[PATCH V3 9/9] powerpc/eeh: handle VF PE properly

Gavin Shan gwshan at linux.vnet.ibm.com
Wed May 13 11:16:30 AEST 2015


On Mon, May 04, 2015 at 03:07:38PM +0800, Wei Yang wrote:
>Compared with Bus PE, VF PE just has one single pci function. This
                                                 ^^^
>introduces the difference of error handling on a VF PE.
>

Lets have simple example to make the discussion easy: Suppose that one
particular PF has only one IOV BAR and we're going to enable 8 VFs. Also
the VF BAR size exceeds 64MB. For this case, we're going to have 2 VF
groups, which have 4 VFs. First of all, there are 8 PE numbers consumed
in total and lets say they're PE#(x) ... PE#(x+7).

For above case, the M64 runs in "single" mode. In other word, we just
need two M64 BARs here and they're owned by PE#x and PE#(x+1) separately.
Equally speaking, the relationship between PE# and VF index becomes as
below from MMIO's view: PE#x (VF#0/1/2/3), PE#x(VF#4/5/6/7). However,
this mapping isn't updated to PELTM. On the other hand, each VF has
separate PE# number as we update to PELTM. Lastly, we have to chain
PE#x/+1/+2/+3 and PE#x+4/5/6/7 because the VF group is sharing M64
resources. Hopefully, I didn't miss anything.

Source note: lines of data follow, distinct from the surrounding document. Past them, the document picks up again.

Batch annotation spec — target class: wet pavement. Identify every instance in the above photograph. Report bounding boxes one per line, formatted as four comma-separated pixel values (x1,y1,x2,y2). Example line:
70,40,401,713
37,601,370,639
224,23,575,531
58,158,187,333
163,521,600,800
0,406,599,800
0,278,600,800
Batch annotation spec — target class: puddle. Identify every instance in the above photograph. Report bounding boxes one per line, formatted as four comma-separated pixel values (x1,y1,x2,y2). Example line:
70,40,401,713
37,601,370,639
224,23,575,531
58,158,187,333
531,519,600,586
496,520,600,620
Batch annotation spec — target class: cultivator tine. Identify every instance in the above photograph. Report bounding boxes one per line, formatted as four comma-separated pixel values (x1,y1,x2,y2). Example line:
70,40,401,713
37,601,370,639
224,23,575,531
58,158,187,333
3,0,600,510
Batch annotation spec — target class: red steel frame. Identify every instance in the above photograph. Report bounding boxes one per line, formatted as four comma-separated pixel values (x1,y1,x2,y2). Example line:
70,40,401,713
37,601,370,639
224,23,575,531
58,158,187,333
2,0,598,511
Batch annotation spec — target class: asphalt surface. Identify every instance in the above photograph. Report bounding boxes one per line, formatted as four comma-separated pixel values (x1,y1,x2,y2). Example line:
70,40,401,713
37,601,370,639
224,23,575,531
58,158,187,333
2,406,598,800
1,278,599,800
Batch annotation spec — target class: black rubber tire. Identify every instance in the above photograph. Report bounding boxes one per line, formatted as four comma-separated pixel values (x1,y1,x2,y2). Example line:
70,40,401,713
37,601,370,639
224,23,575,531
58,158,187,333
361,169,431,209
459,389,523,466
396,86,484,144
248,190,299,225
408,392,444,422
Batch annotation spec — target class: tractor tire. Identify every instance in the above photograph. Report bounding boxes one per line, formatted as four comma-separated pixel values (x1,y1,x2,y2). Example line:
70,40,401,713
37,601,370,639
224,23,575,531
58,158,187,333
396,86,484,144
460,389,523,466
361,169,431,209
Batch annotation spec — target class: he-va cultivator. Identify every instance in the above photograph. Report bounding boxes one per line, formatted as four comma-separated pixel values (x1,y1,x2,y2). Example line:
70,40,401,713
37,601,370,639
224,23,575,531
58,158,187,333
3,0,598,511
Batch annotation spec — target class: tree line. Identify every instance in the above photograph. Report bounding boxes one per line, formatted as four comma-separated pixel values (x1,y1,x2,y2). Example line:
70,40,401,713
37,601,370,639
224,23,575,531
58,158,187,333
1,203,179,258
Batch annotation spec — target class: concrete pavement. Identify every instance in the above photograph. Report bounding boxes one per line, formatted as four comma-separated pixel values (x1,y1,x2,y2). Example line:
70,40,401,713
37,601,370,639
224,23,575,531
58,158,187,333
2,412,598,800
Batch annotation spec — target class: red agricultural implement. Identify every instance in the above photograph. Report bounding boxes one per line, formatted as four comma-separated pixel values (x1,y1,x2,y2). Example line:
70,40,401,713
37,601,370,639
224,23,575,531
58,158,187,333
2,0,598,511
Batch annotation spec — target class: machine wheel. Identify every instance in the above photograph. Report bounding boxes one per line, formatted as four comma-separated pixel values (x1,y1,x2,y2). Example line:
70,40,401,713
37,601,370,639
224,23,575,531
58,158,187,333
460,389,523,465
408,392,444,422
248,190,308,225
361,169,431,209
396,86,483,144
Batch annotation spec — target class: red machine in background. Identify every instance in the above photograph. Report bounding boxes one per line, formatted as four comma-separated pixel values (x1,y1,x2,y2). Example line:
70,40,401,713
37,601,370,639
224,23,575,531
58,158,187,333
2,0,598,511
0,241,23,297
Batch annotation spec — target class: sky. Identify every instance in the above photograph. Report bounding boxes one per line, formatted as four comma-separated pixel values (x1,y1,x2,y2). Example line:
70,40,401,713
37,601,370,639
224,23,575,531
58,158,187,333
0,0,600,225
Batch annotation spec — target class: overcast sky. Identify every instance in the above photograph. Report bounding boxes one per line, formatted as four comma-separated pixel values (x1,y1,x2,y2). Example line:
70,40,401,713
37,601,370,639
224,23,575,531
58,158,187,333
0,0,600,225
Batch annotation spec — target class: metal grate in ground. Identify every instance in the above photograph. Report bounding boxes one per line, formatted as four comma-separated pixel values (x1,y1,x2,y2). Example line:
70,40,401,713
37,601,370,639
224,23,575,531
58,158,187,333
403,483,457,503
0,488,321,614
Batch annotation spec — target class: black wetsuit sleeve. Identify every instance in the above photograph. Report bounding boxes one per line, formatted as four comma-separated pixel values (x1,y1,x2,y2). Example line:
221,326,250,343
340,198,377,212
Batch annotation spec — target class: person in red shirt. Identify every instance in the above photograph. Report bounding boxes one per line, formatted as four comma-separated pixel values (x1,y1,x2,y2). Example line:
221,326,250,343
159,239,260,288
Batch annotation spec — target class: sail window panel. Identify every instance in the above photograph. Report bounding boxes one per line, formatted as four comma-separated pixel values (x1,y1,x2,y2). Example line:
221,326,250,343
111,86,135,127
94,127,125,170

If above description is complete, I think you need expose VF (PE) group
to EEH. Potentially, I guess you need improve it later for VFIO so that
it can pass VF (PE) group to *same* guest. Generally speaking, the VF (PE)
group should be visible to EEH as single PE, which is similar to what I
did for "huge BAR" support where we have master/slave PE. The master PE
is exposed to EEH while the slave PEs are invisible from EEH. However,
the situation for VF (PE) group is different, but not too much: the
slave PEs (PE#x+1/2/3, PE#x+5/6/7 in this case) do contain PCI device.
So think you can something as below if you can't figure out better
solution:

- When the PE group is finalized in pcibios_fixup_sriov_enable(), you
  mark the master/slave PE accordingly, and put the slave PE to the
  master PE's slave list.
- When doing EEH probe on VF's edev, detach it to EEH with master PE#.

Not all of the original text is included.